External hard drives are more expensive than internals, but give you the flexibility of easily moving them between systems. If you purchase a Seagate or Maxtor drive you can download and install their backup (imaging) program which is called MaxBlast 5. It is a branded version of Acronis True Image ($$$), but is free for Seagate/Maxtor users.

MaxBlast 5

P.S. I have also heard of the freezer trick with a dead drive, and some reputable techs claim it actually works in some cases. :o

This Paragon one seems to have a great review on PC World, I see.

I have a partitioned hard drive right now (Dell does that all the time, I think), but if I understand correctly, that just puts your system back to the way it was when it was shipped (which is definitely better than nothing, for sure).

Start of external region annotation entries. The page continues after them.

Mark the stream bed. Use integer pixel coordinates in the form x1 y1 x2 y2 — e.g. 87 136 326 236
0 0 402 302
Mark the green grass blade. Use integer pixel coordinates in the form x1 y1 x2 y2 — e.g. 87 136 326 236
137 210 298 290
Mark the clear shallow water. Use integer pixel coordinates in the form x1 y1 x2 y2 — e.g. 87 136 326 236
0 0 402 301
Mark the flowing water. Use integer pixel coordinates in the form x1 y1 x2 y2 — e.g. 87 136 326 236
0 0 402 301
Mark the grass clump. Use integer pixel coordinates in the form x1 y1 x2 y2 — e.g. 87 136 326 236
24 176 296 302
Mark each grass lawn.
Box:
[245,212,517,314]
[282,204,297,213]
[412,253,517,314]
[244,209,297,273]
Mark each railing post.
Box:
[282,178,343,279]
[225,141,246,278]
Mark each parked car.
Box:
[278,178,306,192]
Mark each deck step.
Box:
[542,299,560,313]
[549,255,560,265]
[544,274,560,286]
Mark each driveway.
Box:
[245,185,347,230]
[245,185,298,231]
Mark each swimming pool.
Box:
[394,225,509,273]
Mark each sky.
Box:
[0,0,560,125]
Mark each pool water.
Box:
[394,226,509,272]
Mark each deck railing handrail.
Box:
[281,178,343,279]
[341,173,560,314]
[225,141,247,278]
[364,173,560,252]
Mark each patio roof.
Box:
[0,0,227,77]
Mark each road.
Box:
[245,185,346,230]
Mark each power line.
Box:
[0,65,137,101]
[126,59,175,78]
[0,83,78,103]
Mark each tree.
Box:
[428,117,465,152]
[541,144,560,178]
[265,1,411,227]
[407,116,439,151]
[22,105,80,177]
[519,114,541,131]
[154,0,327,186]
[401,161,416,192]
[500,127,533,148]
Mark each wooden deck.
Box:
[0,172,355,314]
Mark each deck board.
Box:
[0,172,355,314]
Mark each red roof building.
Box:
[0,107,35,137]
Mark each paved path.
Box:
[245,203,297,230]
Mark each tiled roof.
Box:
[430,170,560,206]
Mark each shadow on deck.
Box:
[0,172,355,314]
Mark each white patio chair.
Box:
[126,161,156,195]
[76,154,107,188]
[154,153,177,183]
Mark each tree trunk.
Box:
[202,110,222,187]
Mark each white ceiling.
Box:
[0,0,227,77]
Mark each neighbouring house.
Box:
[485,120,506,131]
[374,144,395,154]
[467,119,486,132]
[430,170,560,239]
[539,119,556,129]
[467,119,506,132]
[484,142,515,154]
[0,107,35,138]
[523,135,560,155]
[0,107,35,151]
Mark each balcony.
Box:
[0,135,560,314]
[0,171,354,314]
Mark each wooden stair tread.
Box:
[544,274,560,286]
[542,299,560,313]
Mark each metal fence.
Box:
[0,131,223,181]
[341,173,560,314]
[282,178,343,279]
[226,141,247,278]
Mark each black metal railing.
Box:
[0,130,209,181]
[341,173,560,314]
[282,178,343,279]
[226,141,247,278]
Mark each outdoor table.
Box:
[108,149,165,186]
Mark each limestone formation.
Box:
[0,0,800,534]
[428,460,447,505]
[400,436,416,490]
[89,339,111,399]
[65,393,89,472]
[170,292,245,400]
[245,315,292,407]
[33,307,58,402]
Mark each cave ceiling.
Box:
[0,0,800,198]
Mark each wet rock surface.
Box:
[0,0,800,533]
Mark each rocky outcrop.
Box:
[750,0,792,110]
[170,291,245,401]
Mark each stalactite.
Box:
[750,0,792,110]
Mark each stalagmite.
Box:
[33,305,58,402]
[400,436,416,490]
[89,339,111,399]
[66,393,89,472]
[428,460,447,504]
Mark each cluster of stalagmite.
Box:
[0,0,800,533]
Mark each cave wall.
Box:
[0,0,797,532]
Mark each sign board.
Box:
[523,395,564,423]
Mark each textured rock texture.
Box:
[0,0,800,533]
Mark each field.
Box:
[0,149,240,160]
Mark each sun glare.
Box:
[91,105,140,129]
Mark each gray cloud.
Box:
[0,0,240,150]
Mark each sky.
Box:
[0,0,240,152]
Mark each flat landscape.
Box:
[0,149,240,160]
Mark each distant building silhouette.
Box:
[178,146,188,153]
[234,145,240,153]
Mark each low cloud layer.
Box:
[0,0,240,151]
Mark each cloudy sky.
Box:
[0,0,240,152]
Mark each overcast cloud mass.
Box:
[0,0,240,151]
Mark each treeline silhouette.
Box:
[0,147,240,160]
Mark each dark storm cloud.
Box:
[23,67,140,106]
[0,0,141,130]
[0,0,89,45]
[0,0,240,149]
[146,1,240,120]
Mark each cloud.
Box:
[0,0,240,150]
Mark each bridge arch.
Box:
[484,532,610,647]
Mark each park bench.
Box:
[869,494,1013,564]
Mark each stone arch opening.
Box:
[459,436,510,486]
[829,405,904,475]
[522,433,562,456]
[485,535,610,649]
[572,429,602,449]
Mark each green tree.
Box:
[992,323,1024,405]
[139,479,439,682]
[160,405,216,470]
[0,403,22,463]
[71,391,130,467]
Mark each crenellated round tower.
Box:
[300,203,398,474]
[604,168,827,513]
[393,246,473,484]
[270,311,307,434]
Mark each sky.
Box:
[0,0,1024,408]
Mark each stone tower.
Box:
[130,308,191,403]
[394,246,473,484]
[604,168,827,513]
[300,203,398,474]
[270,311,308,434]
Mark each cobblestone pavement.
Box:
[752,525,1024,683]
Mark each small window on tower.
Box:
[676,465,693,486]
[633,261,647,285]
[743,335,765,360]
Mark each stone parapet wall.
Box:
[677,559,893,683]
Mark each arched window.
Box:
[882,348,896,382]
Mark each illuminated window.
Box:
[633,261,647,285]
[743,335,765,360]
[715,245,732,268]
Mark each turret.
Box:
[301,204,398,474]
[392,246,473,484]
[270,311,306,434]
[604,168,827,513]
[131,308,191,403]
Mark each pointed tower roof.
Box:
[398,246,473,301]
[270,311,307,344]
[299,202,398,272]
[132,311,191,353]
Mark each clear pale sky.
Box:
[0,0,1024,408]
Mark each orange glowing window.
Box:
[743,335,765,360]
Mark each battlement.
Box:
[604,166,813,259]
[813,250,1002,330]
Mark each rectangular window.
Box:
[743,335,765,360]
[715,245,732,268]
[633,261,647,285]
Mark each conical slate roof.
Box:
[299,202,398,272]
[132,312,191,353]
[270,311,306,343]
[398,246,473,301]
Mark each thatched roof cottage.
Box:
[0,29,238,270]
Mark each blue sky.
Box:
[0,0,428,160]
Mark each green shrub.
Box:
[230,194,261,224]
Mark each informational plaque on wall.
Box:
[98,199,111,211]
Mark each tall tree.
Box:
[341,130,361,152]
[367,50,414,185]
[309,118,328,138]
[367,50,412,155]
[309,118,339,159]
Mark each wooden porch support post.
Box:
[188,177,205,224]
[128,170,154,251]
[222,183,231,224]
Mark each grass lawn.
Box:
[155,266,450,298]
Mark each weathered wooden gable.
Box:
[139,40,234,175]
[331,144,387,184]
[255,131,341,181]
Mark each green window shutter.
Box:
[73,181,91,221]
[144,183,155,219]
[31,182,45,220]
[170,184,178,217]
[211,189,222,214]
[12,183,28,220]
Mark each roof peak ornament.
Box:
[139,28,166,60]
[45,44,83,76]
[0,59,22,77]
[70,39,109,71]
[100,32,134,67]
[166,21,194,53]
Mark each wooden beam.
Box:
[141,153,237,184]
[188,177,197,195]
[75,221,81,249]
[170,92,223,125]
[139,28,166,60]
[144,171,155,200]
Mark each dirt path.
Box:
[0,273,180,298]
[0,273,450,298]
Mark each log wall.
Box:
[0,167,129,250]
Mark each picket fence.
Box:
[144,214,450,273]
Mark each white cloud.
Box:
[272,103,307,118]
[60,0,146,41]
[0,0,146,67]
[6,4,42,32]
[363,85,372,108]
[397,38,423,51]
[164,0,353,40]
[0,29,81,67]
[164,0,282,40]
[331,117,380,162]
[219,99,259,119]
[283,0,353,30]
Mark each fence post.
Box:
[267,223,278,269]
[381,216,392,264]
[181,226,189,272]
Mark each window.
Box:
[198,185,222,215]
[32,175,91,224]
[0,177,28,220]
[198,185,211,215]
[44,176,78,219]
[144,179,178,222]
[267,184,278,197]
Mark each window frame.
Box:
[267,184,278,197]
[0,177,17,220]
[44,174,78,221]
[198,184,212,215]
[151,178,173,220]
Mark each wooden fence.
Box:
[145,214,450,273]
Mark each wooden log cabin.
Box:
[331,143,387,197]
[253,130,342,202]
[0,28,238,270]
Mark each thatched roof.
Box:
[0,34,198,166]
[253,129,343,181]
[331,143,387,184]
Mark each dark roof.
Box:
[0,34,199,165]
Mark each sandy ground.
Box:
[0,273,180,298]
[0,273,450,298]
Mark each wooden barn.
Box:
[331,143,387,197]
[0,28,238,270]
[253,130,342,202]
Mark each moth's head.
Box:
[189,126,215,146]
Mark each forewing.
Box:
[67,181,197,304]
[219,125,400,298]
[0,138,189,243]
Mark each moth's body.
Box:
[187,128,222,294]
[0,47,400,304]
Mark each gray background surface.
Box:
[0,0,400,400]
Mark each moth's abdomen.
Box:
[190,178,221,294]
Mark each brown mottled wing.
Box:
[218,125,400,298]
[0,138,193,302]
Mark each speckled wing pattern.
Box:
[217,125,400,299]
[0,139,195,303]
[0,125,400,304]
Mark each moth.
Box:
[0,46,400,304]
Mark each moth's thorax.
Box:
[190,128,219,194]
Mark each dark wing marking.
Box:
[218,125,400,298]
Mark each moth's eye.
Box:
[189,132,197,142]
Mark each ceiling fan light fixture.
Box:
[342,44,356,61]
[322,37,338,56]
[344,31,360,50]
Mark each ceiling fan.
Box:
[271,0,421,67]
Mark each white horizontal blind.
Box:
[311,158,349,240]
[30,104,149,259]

My issue with backing up within my computer rather than externally is what if my system crashes to the point that it won’t boot to the point of getting to the recovery program/data?

This statement from PC World regarding Paragon is what I’m thinking: “Make backups to external hard disks for “off the local drive” archival. You can also create a bootable USB Flash drive to recover your PC on demand when the operating system and your native hard drive won’t boot.”

Again, my lack of education here (but increasing) may be why I’m having this issue. I do back up client data daily now (used to be once a week, and before that, egads, once a month :o ), and there other computers around the house I could use, but I just want to protect the stuff on my computer the best way possible since a lot of the stuff on it I use to run my small business. Maybe I’m overkilling here, as I already have the programs disks, and external copies of any work-related program I’ve downloaded.